Alors autoportrait made in Clarika ? Oui, à sa façon, c’est-à-dire au gré des chemins de traverse qu’emprunte son humour. Plutôt que de se décrire complaisamment, Clarika préfère en effet inventorier tout ce qu’elle n’est pas dans une cavalcade décalée et débridée (« Je ne serai pas »). Elle se plaît également à imaginer à quoi ressemblerait une Clarika idéale, une « super elle-même » (mais l’aimerait-on quand même ? se demande-t-elle). Et pudeur oblige (vous savez, cette chose pas très à la mode mais néanmoins précieuse…), l’autoportrait renferme en son cœur une « boîte à secrets », ce « coffre-fort intérieur » dont nous n’aurons jamais le « sésame »… Car Clarika ne saurait en rester à elle-même, elle jubile même quand il s’agit de se pencher… sur notre cas (qui n’est jamais très loin du sien, se doute-t-on). Le cas des « bavards », par exemple, coincés dans les ascenseurs ou sous les draps, le cas de nos corps tremblants dans le souffle hivernal, ou encore cette coiffeuse contrainte de faire des couleurs à des femmes caquetantes, mais dont la vie reste grise… Et puis ce bouleversant « Lâche-moi » que susurre une mère à son enfant, bien trop consciente que donner la vie, c’est - dès le premier cri - apprendre à se séparer…
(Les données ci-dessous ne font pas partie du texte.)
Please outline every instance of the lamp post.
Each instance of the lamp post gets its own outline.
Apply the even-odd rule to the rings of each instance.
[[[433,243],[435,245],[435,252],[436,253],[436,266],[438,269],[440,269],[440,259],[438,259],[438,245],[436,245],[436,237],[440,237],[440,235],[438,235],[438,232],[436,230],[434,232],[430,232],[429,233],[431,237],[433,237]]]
Un autoportrait tout autant qu’une galerie de portraits donc. Treize chansons et treize façons de parler d’elle-même sans doute, d’exercer son regard aiguisé et singulier en tout cas. Un trait plus assumé que jamais.
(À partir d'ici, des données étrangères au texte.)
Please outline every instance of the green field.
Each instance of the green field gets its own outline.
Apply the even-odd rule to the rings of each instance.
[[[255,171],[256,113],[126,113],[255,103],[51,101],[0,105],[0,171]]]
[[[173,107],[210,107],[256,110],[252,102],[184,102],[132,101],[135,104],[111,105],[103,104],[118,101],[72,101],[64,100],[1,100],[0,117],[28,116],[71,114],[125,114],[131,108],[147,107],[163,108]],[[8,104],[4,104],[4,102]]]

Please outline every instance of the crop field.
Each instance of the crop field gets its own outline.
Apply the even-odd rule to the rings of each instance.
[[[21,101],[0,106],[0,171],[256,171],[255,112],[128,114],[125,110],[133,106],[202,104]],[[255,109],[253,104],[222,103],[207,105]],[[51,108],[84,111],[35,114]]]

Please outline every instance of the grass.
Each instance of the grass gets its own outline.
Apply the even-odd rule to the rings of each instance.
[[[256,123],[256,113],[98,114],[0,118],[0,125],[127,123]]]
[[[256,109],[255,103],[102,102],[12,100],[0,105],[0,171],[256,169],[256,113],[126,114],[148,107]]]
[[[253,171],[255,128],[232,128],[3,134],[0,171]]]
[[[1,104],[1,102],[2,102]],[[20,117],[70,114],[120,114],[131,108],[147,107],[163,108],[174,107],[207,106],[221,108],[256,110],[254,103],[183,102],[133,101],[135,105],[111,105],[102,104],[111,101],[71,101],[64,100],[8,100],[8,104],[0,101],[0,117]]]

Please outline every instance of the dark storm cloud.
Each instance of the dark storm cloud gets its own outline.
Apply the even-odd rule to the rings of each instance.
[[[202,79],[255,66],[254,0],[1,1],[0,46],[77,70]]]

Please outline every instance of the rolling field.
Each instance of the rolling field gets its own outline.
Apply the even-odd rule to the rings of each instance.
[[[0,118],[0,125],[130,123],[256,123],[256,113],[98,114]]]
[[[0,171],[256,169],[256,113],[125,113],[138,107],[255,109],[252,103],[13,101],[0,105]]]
Sans oublier deux moments on ne peut plus audacieux et surprenants dans cet album que Clarika et ses compères ont souhaité délibérément « au long court » : le début et la fin. En ouverture : la verve juste, acérée et engagée de « Bien mérité ». Rien de plus difficile, me dis-je souvent, que de se coller dans une chanson au thème de l’injustice… sans crouler sous les clichés. Le résultat est si souvent naïf et « belle âme ». Pas là, ô combien. Parions que « Bien mérité » fera date. Ce serait justice, en l’occurrence. Et puis le final, véritable morceau de bravoure : telle une Barbara convoquant la solitude personnifiée, Clarika fait le portrait de cet ami « trop fidèle » qu’est… l’Ennui ; se transformant pour l’occasion (malin contrepoint) en Calamity Jane, elle chevauche plus de cinq minutes durant le creux de nos existences avec la fougue des meilleurs B.O de western.

 

Toujours plus libre donc. Clarika ose. Et l’emporte. À la force de son talent et grâce à deux chefs d’orchestre détonants. Il n’y a pas de secret.

Arnaud CATHRINE

 

 

Et pour finir l'année en beauté,

Pour clôturer sa tournée qui l'aura fait passer par près de 130 villes en 2009/2010,

Pour éclairer ses « premiers » adieux à la scène qui auront lieu le 6 décembre au Palace,

Clarika a invité Mariam Doumbia (d'Amadou et Mariam) à partager en duo la chanson « De fille à femme », extraite de son album « Moi en mieux ».

Ces deux voix, aussi différentes que chargées d'émotions, s'unissent pour apporter à cette chanson, leurs univers, leurs cultures et leur sensibilité.